CNN's Sara Murray is on Capitol Hill where congressional leaders laid out their legal arguments for the criminal charge referrals.


SARA MURRAY, CNN POLITICAL CORRESPONDENT (voice-over): The House Select Committee investigating January 6 convening publicly one

last time.

REP. BENNIE THOMPSON (D-MS): He lost 2020 election and knew it. In the end, he summoned the mob to Washington and knowingly, they were armed and angry, pointed them to the Capitol and told them to fight like hell.

MURRAY: And laying out its case, the former President Donald Trump was ultimately responsible for the attack on the U.S. Capitol.

REP. LIZ CHENEY (R-WY): No man who would behave that way in that moment of time can ever serve in any position of authority in our nation again. He is unfit for any office.

MURRAY: The committee referring multiple crimes to the Justice Department that they say the former president committed while trying to stay in the White House.

RASKIN: We believe that the evidence described by my colleagues today and assemble throughout our hearings warrants a criminal referral of former President Donald J. Trump.

MURRAY: Including assessing or aiding an instruction, conspiracy to defraud the United States, obstruction of an official proceeding, and conspiracy to make false statements. It believes there's sufficient evidence for two others -- conspiracy to injure or impede an officer and seditious conspiracy.

The panel also refereeing attorney and Trump ally John Eastman to DOJ, but saying DOJ will have to determine who else should face prosecution. RASKIN: Our understanding of the role of many individuals may be

incomplete, even today, because they refused to answer our questions. We trust that the Department of Justice would be able to form a far more complete picture.

MURRAY: Republican lawmakers who snubs committee subpoenas referred to the House Ethics Committee.

After 17 months of investigating and roughly 1,000 witness interviews, the committee determined that Trump knew the fraud allegations he was pushing referral false, but continue to amplify them anyway.

REP. ZOE LOFGREN (D-CA): The committee has evidence that ex-President Trump planned to declare victory and unlawfully to call for the vote counting to stop, and that he told numerous allies about his intent in the weeks before the election.

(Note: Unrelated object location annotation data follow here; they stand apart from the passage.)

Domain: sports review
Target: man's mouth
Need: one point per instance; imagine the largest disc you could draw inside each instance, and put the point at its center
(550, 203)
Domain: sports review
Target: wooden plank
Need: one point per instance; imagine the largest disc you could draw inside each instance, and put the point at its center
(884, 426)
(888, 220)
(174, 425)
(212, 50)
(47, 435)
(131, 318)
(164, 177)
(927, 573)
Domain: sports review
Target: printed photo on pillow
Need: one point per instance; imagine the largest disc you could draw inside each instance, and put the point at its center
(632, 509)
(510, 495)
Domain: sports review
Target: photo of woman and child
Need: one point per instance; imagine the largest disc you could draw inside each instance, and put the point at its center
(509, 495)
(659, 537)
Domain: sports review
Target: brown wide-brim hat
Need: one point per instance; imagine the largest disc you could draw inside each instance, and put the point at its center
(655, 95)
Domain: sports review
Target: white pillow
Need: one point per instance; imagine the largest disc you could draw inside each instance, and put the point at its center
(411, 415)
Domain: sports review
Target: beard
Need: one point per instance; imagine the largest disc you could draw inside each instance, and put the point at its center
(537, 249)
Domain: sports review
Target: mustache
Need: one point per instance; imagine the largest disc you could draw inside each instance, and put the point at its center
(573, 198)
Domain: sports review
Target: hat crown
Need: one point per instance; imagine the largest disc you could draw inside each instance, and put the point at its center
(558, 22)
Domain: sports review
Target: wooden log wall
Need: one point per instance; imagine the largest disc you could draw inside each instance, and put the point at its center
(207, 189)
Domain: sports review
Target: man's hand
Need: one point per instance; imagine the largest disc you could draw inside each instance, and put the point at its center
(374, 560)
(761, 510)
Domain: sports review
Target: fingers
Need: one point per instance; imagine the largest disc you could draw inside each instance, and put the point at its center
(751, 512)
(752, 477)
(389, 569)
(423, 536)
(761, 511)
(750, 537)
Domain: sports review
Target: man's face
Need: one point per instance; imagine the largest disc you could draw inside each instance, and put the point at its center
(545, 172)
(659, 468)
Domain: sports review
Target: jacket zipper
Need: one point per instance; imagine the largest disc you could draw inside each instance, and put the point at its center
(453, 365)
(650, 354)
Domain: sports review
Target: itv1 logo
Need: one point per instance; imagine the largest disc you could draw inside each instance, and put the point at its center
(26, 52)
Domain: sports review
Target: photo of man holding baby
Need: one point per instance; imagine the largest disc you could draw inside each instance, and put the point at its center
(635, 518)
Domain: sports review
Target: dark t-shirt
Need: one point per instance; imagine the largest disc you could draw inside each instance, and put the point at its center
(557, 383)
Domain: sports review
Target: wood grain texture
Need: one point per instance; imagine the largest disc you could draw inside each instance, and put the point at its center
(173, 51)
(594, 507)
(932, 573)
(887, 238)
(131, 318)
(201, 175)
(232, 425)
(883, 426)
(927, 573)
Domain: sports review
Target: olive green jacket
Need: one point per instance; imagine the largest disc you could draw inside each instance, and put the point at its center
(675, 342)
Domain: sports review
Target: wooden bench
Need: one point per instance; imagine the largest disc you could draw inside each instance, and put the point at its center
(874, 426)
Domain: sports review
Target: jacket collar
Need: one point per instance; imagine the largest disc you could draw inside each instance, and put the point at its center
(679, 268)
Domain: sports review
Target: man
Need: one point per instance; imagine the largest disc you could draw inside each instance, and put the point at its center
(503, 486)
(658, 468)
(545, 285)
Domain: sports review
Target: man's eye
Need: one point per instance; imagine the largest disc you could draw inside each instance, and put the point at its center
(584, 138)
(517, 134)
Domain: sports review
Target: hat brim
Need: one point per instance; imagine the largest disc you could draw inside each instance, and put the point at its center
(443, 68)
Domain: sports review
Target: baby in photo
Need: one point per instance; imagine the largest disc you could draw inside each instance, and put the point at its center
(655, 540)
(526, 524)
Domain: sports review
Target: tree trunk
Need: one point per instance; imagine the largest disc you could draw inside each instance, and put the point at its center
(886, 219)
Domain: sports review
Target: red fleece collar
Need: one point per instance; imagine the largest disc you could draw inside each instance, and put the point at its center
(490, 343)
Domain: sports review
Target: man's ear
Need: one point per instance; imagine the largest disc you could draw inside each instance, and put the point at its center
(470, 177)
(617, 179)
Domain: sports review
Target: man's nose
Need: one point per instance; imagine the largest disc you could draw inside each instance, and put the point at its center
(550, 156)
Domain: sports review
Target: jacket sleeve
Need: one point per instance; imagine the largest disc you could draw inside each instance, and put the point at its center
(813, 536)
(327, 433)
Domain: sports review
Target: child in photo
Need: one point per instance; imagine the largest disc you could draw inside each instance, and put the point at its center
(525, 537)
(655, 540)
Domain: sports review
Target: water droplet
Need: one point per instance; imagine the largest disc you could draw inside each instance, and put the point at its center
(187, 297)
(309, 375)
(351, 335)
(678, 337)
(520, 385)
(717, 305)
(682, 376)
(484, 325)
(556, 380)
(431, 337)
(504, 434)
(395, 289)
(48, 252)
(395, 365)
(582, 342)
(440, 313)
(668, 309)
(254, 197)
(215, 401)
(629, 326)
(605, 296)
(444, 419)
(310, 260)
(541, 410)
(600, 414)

DONALD TRUMP, FORMER PRESIDENT: Hope, say a couple words.

MURRAY: Even some of Trump's closest allies like Hope Hicks worry the bogus fraud claims were damaging his legacy, Trump persisted.

HOPE HICKS, FORMER TRUMP AIDE: He said something along the long lines of, you know, nobody will care about my legacy if I lose. So, that won't matter. The only thing that matters is winning.

MURRAY: Trump work on a scheme to transmit false Electoral College ballots and replace Department of Justice leadership with one that would do his bidding, even pressuring his own vice president.

REP. PETE AGUILAR (D-CA): President Trump spearheaded an unprecedented campaign to coerce him to do it anyway, ultimately culminating in a dangerous threat to Mr. Pence's life on January 6th.

MURRAY: The committee also highlighting Trump's $250 million fundraising call between the election and January 6th raised primarily off claims of election fraud that did not exist. Questioning whether any of the money was used to pay lawyers who may have tried to obstruct the congressional investigation and evidence from one unnamed witness who was urged to stay loyal to Trump.

LOFGREN: The witness believed this was an effort to affect her testimony and we are concerned that these efforts may have been a strategy to prevent the committee from finding the truth.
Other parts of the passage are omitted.